In this study, we explored the possibility that, in contrast to LTP in deep brain structures such as the hippocampus, LTP of synapses in the neocortex may be observable as changes in amplitude of event-related potentials recorded from the scalp of adult humans. Further, we investigated whether it was possible to induce LTP non-invasively by rapid presentation of visual stimuli. LTP of potentials evoked by external sensory stimuli has been demonstrated in the visual cortex of rats (Heynen & Bear, 2001). In that study, the potentiating stimulus was invasive electrical stimulation of visual pathways but this resulted in LTP of visual potentials evoked by natural visual stimuli. Repetitive visual sensory stimulation itself has been shown to result in LTP in the visual system of the developing tadpole (Zhang et al., 2000).

Materials and methods


Six right-handed males (aged 23–38 years) participated in the present study. All subjects had normal or corrected to normal vision. Informed consent was obtained from each participant. All procedures were approved by the University of Auckland Human Subjects Ethics Committee.

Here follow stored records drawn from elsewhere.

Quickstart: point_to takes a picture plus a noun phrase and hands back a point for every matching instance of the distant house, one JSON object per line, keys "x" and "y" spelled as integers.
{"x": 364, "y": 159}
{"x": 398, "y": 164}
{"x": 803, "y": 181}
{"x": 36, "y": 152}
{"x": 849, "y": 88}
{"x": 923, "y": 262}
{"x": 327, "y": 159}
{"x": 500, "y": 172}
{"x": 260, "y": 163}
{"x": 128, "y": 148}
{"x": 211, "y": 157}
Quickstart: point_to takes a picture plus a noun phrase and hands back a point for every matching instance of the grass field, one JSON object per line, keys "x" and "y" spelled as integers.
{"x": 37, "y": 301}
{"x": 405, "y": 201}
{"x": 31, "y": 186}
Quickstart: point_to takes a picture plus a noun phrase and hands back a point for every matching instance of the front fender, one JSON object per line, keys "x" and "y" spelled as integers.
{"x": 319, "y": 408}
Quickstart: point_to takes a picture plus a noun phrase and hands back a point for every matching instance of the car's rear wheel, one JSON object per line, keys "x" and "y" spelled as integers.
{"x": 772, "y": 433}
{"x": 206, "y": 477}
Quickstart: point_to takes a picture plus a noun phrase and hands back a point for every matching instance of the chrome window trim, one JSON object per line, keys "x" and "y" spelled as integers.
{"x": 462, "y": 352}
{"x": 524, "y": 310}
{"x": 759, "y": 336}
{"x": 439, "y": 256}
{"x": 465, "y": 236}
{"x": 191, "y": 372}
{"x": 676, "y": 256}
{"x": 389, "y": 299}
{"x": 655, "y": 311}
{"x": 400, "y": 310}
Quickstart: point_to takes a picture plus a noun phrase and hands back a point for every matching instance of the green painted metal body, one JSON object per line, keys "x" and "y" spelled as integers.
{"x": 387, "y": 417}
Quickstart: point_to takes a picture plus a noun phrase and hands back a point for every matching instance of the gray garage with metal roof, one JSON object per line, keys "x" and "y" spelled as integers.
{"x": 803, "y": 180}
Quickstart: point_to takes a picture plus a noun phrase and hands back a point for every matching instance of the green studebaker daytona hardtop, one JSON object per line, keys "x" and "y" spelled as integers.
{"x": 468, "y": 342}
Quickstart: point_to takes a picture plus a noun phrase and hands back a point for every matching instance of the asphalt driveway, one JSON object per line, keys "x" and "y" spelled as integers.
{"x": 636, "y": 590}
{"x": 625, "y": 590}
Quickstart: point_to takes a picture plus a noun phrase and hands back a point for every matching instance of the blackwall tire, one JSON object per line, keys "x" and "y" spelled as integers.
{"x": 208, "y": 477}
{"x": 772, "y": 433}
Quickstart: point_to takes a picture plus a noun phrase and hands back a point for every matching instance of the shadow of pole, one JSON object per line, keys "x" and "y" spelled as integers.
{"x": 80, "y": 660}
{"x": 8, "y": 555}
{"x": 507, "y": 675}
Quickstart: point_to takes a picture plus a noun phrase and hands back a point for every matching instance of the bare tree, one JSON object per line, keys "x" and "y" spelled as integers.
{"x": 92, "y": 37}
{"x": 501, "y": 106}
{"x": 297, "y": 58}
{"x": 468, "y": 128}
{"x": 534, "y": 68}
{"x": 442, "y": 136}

Electroencephalography (EEG) recordings were carried out in an electrically shielded room using 128-channel Ag/AgCl electrode nets (Electrical Geodesics Inc., Eugene, OR, USA) (Tucker, 1993). EEG was recorded continuously (250 Hz sampling rate; 0.1–100 Hz analogue bandpass) with amplifiers (200 MΩ input impedance; Electrical Geodesics Inc.). Electrode impedances were kept below 30 kΩ, an acceptable level for this system (Ferree et al., 2001). A common vertex (Cz) reference was used in the EEG acquisition.


Visual stimuli consisted of checkerboards presented to the right or left visual field (see Fig. 1C). The stimuli subtended 4° of visual angle from the vertical and horizontal midline (check size subtended 0.3° of visual angle). The stimuli were presented on a computer monitor (15-inch flat-screen SVGA monitor with a resolution of 640 × 480 pixels) 57 cm from the subjects and checkerboard luminance was under experimental control. Checkerboards were generated by custom software on a Pentium II/200 computer. TTL pulses generated via the parallel port of the display computer provided synchronization of stimulus events with EEG acquisition.

Fig. 1
(A) Pre- and post-tetanus average evoked potentials recorded over the occipital cortex contralateral to the visual stimulus. (B) An independent components analysis identified five components of the visual evoked response (VEP) to checkerboard stimuli. ...


Subjects were required to fixate on a red circular dot in the centre of the screen during data collection. During the baseline period, the checkerboards were presented at an average rate of approximately 1 Hz (stimulus-onset-asynchrony (SOA) range 950–1120 ms, duration 33 ms). A test frequency of 1 Hz was believed to be low enough not to have a physiological effect and not so long as to unnecessarily prolong the test blocks (see Discussion). The order of stimulus presentation was random, with the constraint that 50% of the checkerboards were presented to the left visual field with the other half presented to the right visual field. Baseline testing consisted of 420 presentations within a block (7 min). In the photic tetanus condition, subjects were again required to maintain fixation while the same checkerboard stimulus was presented at a frequency of 9 Hz to either the left or right visual field for 120 s (1000 presentations). A tetanic-stimulation frequency of 9 Hz was chosen as it is a relatively high flicker rate but below perceptual fusion rate. Subsequently, subjects were given a 2-min period with their eyes closed to allow any visual after-effects to disappear. After this block of tetanic stimulation, visual evoked potentials (VEPs) were again collected at the baseline presentation rate at intervals of 15 min. Thus, test blocks were collected at 2–9, 15–21, 30–37 and 45–52 min after the end of the tetanic stimulation.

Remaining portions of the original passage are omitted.